Quelques années plus tard, porté par le succès de cette première entreprise, Do Kwon fonde la plateforme de cryptomonnaie Terraform et l’actif virtuel associé Terra/Luna. L’objectif derrière cette tentative : construire un système qui pourrait rivaliser avec Ethereum, une autre cryptomonnaie très populaire, en termes d’échelle. Mais l’affaire touche à sa fin. Au printemps 2022, la cryptomonnaie s’est effondrée, effaçant plus de 80 milliards de dollars (environ 77 milliards d’euros) de valeur tandis que les jetons virtuels étaient liquidés par des négociants en bourse paniqués. Le tremblement de terre est tel qu’il déclenche un krach plus large détruisant les deux tiers de la valeur de l’ensemble du secteur des cryptomonnaies.
Un candidat monténégrin compromis
Recherché par Séoul et Washington en raison de son rôle présumé dans une fraude liée à la faillite de son entreprise, l’homme de 33 ans est passé entre les mailles du filet pendant plusieurs mois jusqu’à se faire prendre dans les Balkans.
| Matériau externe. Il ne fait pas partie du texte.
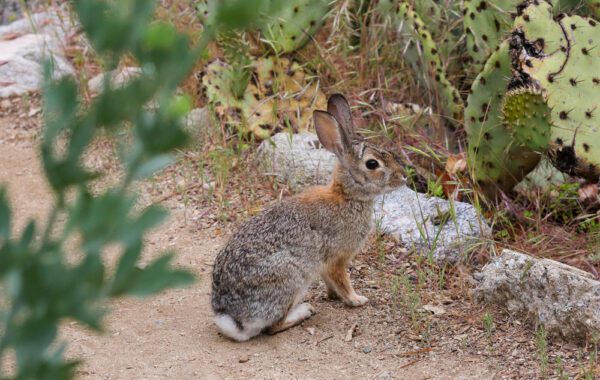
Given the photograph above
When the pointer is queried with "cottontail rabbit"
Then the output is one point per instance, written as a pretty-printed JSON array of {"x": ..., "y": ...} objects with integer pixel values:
[{"x": 262, "y": 274}]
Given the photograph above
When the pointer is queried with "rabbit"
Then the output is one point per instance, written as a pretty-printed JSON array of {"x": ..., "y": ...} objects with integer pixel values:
[{"x": 262, "y": 274}]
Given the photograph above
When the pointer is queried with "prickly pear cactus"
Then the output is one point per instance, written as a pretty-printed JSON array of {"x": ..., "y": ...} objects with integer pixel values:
[
  {"x": 485, "y": 25},
  {"x": 543, "y": 178},
  {"x": 295, "y": 25},
  {"x": 561, "y": 56},
  {"x": 527, "y": 116},
  {"x": 495, "y": 161},
  {"x": 450, "y": 98},
  {"x": 279, "y": 95}
]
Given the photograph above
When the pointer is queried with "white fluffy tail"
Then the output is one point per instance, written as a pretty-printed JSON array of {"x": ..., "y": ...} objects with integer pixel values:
[{"x": 229, "y": 328}]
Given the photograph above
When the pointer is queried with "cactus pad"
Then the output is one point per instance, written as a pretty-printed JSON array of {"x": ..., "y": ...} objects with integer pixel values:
[
  {"x": 295, "y": 25},
  {"x": 561, "y": 56},
  {"x": 280, "y": 94},
  {"x": 495, "y": 161},
  {"x": 450, "y": 98},
  {"x": 485, "y": 24},
  {"x": 527, "y": 116}
]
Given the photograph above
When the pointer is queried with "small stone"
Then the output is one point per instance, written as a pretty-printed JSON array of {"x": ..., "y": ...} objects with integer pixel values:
[
  {"x": 244, "y": 358},
  {"x": 435, "y": 310},
  {"x": 118, "y": 78},
  {"x": 34, "y": 112},
  {"x": 564, "y": 299}
]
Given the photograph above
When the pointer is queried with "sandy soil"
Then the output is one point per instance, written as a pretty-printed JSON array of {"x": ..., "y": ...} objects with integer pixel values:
[{"x": 172, "y": 335}]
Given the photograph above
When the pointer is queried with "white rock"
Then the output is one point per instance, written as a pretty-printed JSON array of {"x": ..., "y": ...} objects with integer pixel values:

Intervenant trois mois avant les élections législatives au Monténégro, son arrestation a été utilisée dans la campagne par le Premier ministre sortant, Dritan Abazovic, accusant un opposant, Milojko Spajic, d’avoir entretenu des liens avec Do Kwon. Les médias locaux ont révélé en juin 2024 que Milojko Spajic avait investi dans la société de l’entrepreneur sud-coréen Terraform Labs en 2018, suscitant une nouvelle polémique.
La semaine dernière, le ministre de la Justice Bojan Bozovic a finalement rendu une décision approuvant son transfert outre-Atlantique après un an et demi de décisions judiciaires et de revirements. Les avocats monténégrins de Do Kwon ont dénoncé cette décision comme contraire aux conventions européennes sur l’extradition, affirmant qu’ils feraient appel auprès de la Cour constitutionnelle du pays et de la Cour européenne des droits de l’homme. Entre-temps, Do Kwon a été arrêté par le FBI.